The Dressmaker’s Secret

4
Reviewer's Rating

The Dressmaker’s Secret, which opened this week at 59E59 Theaters, is set in Romania in 1963. Like any notable drama, however, its themes largely transcend these geographic and temporal boundaries. Loosely adapted from the novel, Leaving — Memories of Romania, by Mihai Grunfeld, the play depicts the profound and enduring anguish from which individuals suffer when narcissistic, dictatorial, authoritarian rulers misuse their power to limit fundamental freedoms, demand unyielding loyalty, promote intolerance, and provoke international conflict.
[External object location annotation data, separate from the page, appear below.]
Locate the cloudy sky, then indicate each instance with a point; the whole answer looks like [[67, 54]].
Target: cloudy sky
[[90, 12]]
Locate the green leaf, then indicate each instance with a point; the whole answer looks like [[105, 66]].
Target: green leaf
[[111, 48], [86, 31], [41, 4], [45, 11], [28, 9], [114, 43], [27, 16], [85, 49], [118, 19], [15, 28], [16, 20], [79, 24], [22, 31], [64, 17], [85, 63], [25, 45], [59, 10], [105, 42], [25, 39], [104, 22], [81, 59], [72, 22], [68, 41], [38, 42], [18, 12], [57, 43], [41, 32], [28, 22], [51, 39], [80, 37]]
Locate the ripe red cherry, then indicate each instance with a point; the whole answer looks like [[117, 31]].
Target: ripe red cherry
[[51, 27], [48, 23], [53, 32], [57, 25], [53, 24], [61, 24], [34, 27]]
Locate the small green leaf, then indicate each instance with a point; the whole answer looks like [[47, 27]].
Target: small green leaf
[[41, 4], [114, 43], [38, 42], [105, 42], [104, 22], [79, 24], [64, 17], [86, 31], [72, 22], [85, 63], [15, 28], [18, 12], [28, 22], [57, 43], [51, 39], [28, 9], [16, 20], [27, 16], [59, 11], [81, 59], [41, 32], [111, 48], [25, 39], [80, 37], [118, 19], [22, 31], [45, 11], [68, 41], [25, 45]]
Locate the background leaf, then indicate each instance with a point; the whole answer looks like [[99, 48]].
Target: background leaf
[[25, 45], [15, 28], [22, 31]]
Then as now, when rulers with these flawed character traits take control of a nation, the people commonly pay a dire price.

This was certainly the case in Romania. Still reeling from the staggering death toll and destruction from World Wat II, during which Romania initially fought alongside the Nazis, participated in the genocide of both Jews and Roma, and later switched sides and joined the Allies, this unfortunate nation soon became a pawn in the geopolitical collision of ideologies that followed. Soon after the war, Romania was occupied by the Soviet Union, and, by the early 1950’s, the Communists had taken complete control of the country. The Romanian government suppressed political freedoms and ruthlessly crushed any dissent. The secret police restricted all aspects of social life, and millions were killed or imprisoned. Still, despite the dangers inherent in defying the regime, many Romanians joined the anti-Communist resistance, which continued to organize, oppose, and even attack government forces for many years. During this period, opposing loyalties and antagonistic allegiances developed, and Romanian society became deeply fractured and cynical.
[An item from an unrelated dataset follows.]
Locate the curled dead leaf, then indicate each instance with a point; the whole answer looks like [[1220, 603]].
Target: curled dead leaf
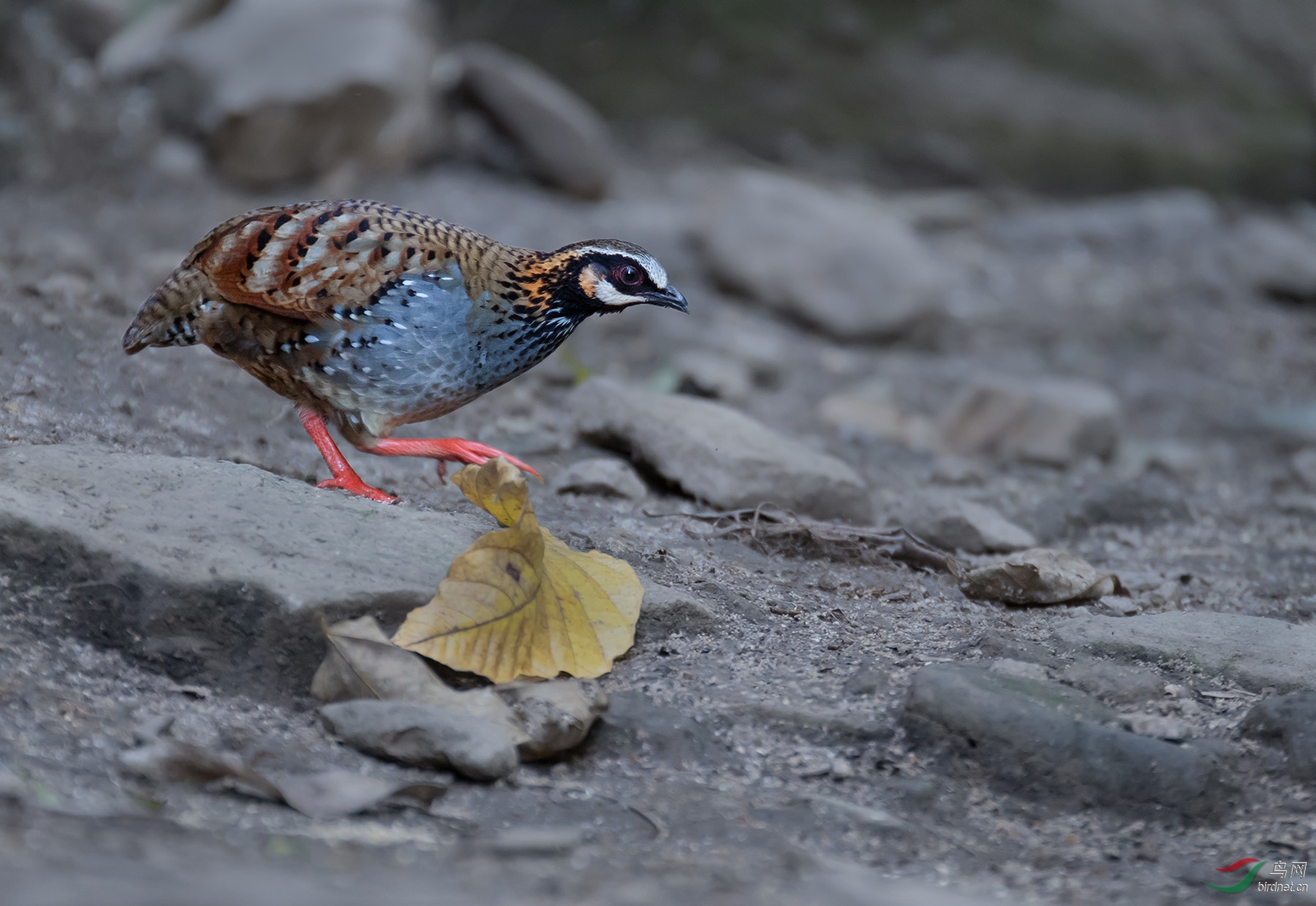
[[1039, 575], [362, 662], [520, 602], [541, 718]]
The four characters in The Dressmaker’s Secret each reveal the various yet similarly painful wounds from this tumultuous and turbulent period.

As the play opens, we feel the deep sadness and despair of the main character, Maria (Tracy Sallows), as she bends forlornly over her Soviet style sewing machine, one of the very few possessions in the meager and dimly lit room she shares with her teenage son, Robi (Bryan Burton). The origins of Maria’s misery are soon revealed. During the war, while involved in a relationship with a Romanian officer, she falls deeply in love with someone else—a Jewish man—who’s soon taken by the Nazis and put to death in a concentration camp. During this time, Maria gets pregnant with her son and for the next nineteen years hides the truth about the boy’s father, steadfastly maintaining he was an officer who died during the war. As the play unfolds, the Romanian officer, Robert (Robert S. Gregory), who’s spent the last twenty years living in West Berlin, returns for the first time to Romania to visit his sister, Irma (Carolyn Lozlowski), and to confess to Maria it was he who turned her lover over to the Nazi’s in a moment of jealous rage. Maria has news for Robert as well; she has a son, conceived at the end of their relationship, but is it his son? That’s The Dressmaker’s Secret.
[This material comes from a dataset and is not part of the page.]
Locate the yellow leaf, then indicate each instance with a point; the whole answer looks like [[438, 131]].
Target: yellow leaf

Overall, The Dressmaker’s Secret is a commendable play. The conflicts between the characters are skillfully developed, and the plot unfolds intriguingly. Tracy Sallows does an admirable job playing a complex character, and the acting is generally sound. Still, at times the actor’s movements seem awkward, and Bryan Burton tends to yell out lines for no apparent reason. And while the script is compelling, the dialogue seems to drag from time to time (and please lose the line about how Robi must learn English; he’s speaking English!). Otherwise, the plot is weighty, the performance is satisfying, and it’s an appropriate time for us to grapple with the human costs of autocratic rule.